Three new London books: then, now, forever

I’ve been immersed in a trio of complementary London books in recent weeks, each of which adds further depth to any understanding of the city’s built environment.

London: Architecture Building And Social Change is a very useful, glossy overview looking at how London’s architecture has developed – or not – with the city’s needs. Sometimes the architecture has led to social change; sometimes social change has led to new architecture. Author Paul Knox focuses on 27 districts – largely central, which is understandable but slightly annoying – exploring how landowners and developers combined to give them their character, before looking at a dozen key buildings in closer detail. There’s rich detail here, as well as nice pictures and helpful maps. I was particularly grateful for being introduced to the word “super-gentrification” to describe London’s current toxic situation. Knox is particularly good at emphasising the city’s sense of scale – how it has repeatedly rejected density in favour of a more humanising style of urban living in the form of terraces or mansion blocks – and showing how this is once more under attack. The overall feel is a little like seeing London through a microscope: first the overview, then closing in on a specific area, then seeing how all this maps on to a single building. It’s also a terrific reference book.

If Knox’s angle is how we got from ‘then’ to ‘now’, Tom Bolton is more interested in what ‘now’ obscures of ‘then’. Vanished City: London’s Lost Neighborhoods hunts the streets for traces of London districts that have been eradicated by time, developers, fire and bombs. Bolton embraces the history, delving into archives to restore to life forgotten quarters such as Ratcliff, Cripplegate, Wellclose, Clare Market and, particularly fascinating, the strange lost towns of Old St Pancras. There’s much incidental overlap with Knox, but Bolton fills in some of the gaps, bringing us the stories of the people who lived in these lost towns rather than simply telling us who owned the land and what was built on it. Brilliantly researched and breezily written, the only drawback is a lack of maps, which would have really helped the reader pin the past on to the present. Instead, as with Bolton’s previous book with Strange Attractor, SF Said adds suitably spooky imagery.
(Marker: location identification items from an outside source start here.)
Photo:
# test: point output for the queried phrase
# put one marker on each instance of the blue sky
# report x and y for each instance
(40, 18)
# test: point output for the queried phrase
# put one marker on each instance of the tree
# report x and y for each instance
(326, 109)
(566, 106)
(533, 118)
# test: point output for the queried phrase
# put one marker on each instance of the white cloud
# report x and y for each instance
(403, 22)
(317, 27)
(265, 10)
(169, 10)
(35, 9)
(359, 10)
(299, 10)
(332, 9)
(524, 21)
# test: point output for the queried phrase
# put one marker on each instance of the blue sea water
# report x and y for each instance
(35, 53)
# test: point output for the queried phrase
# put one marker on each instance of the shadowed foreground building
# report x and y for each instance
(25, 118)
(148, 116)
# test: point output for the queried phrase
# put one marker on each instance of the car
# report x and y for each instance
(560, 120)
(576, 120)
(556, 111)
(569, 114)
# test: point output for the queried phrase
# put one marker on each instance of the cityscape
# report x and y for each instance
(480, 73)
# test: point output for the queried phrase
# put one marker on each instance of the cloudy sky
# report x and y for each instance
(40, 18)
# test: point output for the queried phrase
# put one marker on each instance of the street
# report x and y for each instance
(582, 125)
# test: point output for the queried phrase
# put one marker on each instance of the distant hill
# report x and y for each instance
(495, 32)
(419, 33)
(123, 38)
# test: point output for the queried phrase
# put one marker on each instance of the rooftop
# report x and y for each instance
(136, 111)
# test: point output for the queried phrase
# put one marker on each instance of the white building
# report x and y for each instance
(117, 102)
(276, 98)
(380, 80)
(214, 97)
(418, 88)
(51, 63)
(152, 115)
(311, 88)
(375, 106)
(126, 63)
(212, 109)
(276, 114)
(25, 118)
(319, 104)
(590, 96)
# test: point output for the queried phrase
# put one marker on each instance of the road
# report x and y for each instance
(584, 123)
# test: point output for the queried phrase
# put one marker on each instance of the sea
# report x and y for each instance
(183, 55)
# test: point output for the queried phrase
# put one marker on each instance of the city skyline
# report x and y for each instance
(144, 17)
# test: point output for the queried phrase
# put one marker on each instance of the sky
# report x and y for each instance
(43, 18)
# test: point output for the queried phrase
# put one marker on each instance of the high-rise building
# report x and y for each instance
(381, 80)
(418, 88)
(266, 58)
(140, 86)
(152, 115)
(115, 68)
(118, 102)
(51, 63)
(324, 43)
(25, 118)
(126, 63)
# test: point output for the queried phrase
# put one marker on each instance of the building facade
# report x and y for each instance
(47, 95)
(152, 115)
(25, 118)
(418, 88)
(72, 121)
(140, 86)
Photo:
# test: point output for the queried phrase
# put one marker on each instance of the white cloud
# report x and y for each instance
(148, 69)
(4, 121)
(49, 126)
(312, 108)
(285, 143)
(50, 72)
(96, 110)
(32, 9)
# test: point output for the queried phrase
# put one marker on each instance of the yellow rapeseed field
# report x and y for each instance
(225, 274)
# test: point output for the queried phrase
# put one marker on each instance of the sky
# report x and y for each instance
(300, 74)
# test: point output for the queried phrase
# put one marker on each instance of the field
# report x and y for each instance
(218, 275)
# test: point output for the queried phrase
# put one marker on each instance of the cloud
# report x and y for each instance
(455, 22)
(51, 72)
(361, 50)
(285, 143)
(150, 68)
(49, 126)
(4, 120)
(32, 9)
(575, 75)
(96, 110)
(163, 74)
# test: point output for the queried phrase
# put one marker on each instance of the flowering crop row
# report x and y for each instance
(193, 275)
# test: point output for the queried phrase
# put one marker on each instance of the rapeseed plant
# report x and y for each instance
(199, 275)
Finally, the reprint of Ian Nairn’s Nairn’s London is a must for any Londonphile. Filling a space between Bolton’s largely historic musings and Knox’s contemporary report, Nairn looked at London at a very specific point in time, the mid 1960s, as the post-war redevelopment of the city was really getting underway. In this way, it makes a nice companion to HV Morton’s In Search of London, roving, individualistic, romantic and revealing. Nairn conceived it as “record of what has moved me, between Uxbridge and Dagenham”, and his idiosyncratic eye meant he was able to celebrate vernacular masterpieces like the Granada in Tooting (“Miss the Tower of London if you have to, but don’t miss this”) while waspishly dismissing some of Wren’s lesser works. Vivid and memorable, it’s like a three-dimensional A-Z. If you don’t already own it, snap one up.